Amid anger at the government ordering certain refinery and oil depot strikers off the picket line and back to work, regional train workers and bus drivers across France joined the movement for a daylong strike over wages on Tuesday. There was disruption to regional train networks and buses, including local trains services to the Paris suburbs. Some school staff also went on strike, as well as nuclear energy workers.
Trade union members marched in towns and cities across France. Philippe Martinez, head of the CGT union, said at the Paris march that the government needed to act on the “emergency” of workers struggling with the cost of living at a time of inflation.
The French government argues that its cap on gas and electricity price increases has cushioned the blow of the cost-of-living crisis in France. French inflation has hit 6.2%, which is the lowest among the 19 countries that use the euro currency, according to the European Union’s statistics agency Eurostat. By comparison, in the UK, inflation is expected to peak at about 11% in October.
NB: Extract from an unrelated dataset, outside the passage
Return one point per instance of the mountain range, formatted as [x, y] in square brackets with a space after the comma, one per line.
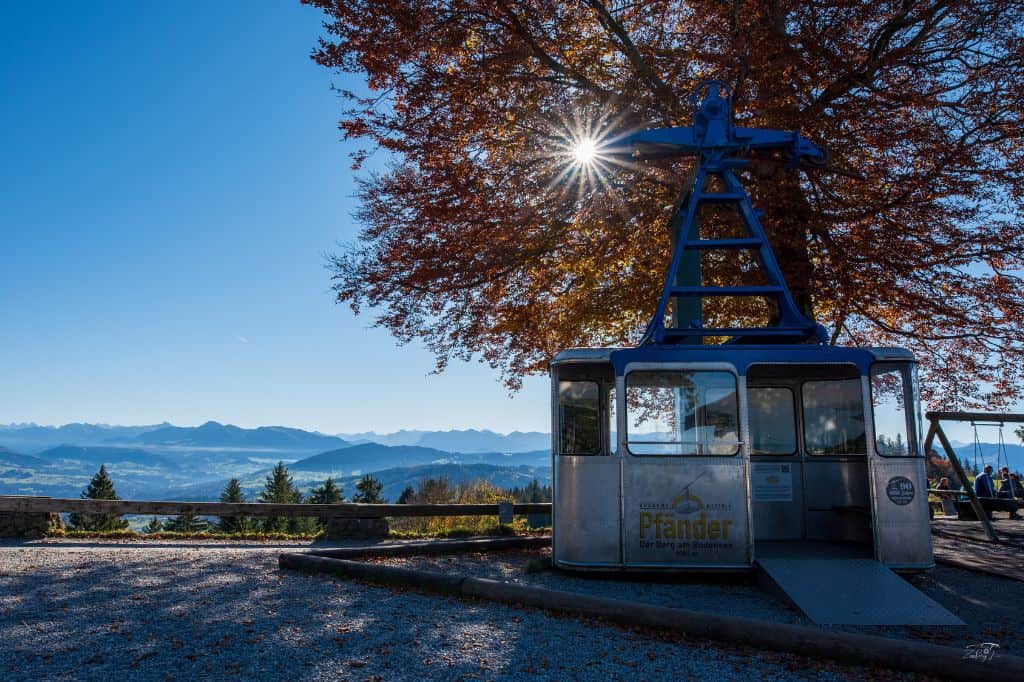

French workers at the street protests said salaries were too low to make ends meet. Other trade unions on the left warned of further strike action against any potential raising of the pension age.
Meanwhile, a parliament standoff over next year’s budget underlined Macron’s weakened position since his centrist grouping lost its absolute majority in elections last spring, falling about 40 seats short of the absolute majority needed to pass laws.
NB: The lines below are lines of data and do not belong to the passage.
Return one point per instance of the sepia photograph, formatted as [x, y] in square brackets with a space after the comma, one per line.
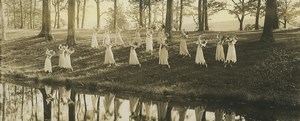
[150, 60]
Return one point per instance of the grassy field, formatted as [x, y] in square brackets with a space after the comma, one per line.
[265, 72]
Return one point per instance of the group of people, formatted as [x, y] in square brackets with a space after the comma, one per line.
[65, 52]
[64, 58]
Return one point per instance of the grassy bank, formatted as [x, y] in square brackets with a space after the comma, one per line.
[265, 72]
Marine Le Pen’s far-right National Rally is now the biggest single opposition party in parliament, while the hard-left Jean-Luc Mélenchon’s La France Insoumise (France Unbowed) party is the biggest leftwing party in a broad coalition known as the Nupes, which includes the Socialists and Greens.
Without a clear majority, the government has seen days of rowdy and heated parliamentary debate on its budget, including the tabling of thousands of amendments such as the introduction of tax on “super-dividends”, which the government opposes.
The prime minister, Élisabeth Borne, is now preparing this week to used a rare and controversial form of constitutional decree to push through the budget without a vote, in order to stay true to Macron’s pro-business economic agenda. Even senior ministers admitted the move would not be popular among voters. Manuel Bompard of La France Insoumise said the government was acting “by force”.
If the government does use the rare constitutional decree, lawmakers on the left and far-right have said they would call for a no-confidence vote to force the government’s resignation. But that vote is highly unlikely to pass, because the rightwing party, Les Républicains, has said it will not join a bid to bring Macron’s administration down.